Cruzar zonas de riesgo de uno en uno
En zonas de pendiente significativa, cruza de uno en uno mientras el resto del grupo observa desde una posición segura (fuera de la trayectoria posible de alud). Si algo sale mal, los observadores saben dónde fue visto por última vez el compañero y pueden iniciar el rescate. Nunca cruces una zona de alud con todo el grupo al mismo tiempo.
Equipo de rescate esencial: DVA, pala y sonda
Estos tres elementos son indisociables y deben llevarlos todos los miembros del grupo, no solo uno:
- DVA: actívalo en modo transmisión antes de salir. Nunca esquíes sin él encendido.
- Sonda: permite localizar el cuerpo exacto bajo la nieve una vez el DVA da la proximidad.
- Pala de nieve: la nieve de avalancha se compacta como hormigón; sin pala, cavar con las manos es prácticamente inútil.

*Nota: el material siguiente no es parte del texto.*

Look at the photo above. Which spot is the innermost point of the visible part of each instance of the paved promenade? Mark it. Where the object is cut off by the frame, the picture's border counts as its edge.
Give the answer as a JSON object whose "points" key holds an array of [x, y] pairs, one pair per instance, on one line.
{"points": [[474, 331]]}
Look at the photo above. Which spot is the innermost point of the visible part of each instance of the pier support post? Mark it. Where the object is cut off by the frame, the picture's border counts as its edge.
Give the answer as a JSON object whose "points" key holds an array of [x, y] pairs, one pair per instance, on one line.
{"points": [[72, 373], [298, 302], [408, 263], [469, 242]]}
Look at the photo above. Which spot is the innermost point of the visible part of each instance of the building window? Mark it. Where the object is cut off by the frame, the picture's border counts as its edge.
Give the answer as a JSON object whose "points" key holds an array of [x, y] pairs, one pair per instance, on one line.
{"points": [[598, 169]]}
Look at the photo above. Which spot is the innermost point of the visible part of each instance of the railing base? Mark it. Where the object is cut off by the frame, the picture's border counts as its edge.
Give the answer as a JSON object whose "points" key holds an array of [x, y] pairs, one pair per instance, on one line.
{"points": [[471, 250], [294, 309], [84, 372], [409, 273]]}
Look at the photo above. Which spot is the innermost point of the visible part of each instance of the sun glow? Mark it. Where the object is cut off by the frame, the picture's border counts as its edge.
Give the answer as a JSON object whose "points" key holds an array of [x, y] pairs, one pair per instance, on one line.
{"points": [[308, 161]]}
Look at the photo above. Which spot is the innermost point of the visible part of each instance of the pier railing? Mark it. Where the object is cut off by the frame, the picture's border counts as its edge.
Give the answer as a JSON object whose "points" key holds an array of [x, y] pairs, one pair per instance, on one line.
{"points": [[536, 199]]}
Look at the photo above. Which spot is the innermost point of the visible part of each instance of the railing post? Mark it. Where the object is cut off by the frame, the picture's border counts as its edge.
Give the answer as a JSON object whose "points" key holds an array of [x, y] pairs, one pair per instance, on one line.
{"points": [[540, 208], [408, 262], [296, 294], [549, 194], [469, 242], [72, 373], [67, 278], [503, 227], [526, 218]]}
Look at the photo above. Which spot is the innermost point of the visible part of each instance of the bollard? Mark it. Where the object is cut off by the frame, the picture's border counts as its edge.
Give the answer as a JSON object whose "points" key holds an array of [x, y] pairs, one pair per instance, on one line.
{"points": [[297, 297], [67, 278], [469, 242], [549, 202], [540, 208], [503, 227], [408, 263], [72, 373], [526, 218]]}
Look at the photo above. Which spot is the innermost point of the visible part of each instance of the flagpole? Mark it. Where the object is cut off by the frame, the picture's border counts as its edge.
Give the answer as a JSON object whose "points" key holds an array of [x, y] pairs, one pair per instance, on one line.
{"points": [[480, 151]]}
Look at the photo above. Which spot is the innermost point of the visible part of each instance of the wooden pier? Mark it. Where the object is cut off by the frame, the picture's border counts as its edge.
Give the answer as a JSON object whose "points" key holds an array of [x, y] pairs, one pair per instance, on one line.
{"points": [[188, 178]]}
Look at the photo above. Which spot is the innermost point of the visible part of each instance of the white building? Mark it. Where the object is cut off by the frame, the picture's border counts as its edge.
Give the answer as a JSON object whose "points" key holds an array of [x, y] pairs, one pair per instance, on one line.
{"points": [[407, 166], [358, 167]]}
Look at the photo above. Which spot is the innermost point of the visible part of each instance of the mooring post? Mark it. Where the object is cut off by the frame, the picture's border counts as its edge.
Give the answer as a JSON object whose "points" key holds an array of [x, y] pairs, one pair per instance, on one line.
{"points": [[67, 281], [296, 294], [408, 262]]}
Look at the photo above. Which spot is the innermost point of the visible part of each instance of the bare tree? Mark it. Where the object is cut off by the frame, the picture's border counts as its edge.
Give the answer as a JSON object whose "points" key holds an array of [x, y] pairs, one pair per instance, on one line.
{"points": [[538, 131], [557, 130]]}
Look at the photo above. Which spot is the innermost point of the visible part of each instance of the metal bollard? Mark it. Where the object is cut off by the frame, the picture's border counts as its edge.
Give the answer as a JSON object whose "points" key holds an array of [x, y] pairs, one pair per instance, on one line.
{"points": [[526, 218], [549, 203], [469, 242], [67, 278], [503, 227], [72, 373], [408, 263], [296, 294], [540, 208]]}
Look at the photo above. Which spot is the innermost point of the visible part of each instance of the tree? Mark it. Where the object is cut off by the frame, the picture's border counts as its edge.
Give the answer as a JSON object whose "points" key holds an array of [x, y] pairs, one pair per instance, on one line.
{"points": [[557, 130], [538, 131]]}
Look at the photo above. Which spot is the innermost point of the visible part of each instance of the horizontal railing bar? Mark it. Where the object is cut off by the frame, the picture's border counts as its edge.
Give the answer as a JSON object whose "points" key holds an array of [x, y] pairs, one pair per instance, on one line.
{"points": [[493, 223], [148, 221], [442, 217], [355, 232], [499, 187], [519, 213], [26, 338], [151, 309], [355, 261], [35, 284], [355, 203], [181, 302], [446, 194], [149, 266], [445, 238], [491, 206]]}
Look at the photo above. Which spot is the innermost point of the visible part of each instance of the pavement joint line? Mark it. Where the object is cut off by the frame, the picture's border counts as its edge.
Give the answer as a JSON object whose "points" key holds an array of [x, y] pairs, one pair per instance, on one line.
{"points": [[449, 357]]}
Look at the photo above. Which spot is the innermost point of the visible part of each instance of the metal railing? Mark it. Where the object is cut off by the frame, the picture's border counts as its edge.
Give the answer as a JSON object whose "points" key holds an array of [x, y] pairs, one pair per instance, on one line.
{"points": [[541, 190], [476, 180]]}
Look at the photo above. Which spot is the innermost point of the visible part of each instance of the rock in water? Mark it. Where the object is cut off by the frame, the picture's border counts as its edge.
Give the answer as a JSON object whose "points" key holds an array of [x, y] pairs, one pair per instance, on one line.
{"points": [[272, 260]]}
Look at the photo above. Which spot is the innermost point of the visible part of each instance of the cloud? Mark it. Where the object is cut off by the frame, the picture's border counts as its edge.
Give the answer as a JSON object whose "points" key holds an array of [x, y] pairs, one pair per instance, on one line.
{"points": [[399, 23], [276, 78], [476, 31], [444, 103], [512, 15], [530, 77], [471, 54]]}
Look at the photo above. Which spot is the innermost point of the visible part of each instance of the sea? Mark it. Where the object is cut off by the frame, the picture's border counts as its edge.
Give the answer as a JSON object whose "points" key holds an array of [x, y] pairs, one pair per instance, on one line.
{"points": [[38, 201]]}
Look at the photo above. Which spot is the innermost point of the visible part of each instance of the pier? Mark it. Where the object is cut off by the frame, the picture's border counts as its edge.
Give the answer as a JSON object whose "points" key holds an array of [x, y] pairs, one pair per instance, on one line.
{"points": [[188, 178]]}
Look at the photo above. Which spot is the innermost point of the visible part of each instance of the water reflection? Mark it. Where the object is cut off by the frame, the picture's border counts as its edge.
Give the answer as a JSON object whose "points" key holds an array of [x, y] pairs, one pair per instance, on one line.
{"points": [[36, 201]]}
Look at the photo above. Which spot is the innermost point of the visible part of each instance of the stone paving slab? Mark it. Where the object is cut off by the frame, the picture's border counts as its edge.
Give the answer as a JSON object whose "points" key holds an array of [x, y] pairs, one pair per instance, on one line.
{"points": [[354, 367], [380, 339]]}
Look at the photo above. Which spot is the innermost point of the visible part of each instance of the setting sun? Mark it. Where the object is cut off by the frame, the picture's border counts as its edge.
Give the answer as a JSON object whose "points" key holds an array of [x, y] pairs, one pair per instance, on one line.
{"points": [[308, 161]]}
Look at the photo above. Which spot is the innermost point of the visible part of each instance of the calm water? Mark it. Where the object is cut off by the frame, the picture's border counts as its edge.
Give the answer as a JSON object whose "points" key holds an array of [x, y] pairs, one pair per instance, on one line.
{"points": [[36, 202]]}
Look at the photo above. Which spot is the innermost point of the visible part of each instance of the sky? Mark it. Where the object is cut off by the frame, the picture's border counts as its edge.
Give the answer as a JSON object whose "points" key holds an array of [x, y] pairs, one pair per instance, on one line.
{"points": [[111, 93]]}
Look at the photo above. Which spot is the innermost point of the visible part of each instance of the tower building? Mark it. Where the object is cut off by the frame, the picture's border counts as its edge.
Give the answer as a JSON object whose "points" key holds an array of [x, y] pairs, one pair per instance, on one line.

El tiempo es crítico: el 90% de las víctimas enterradas menos de 15 minutos sobreviven; esa cifra cae a menos del 30% pasados los 35 minutos.
Formación específica
Llevar el equipo es necesario pero no suficiente. Realiza un curso de seguridad en avalanchas (niveles 1 y 2 de UIAA o similares) para aprender a usar el DVA en situación real, interpretar el boletín y tomar decisiones de terreno. La práctica regular de simulacros de rescate marca la diferencia cuando hay que actuar bajo presión.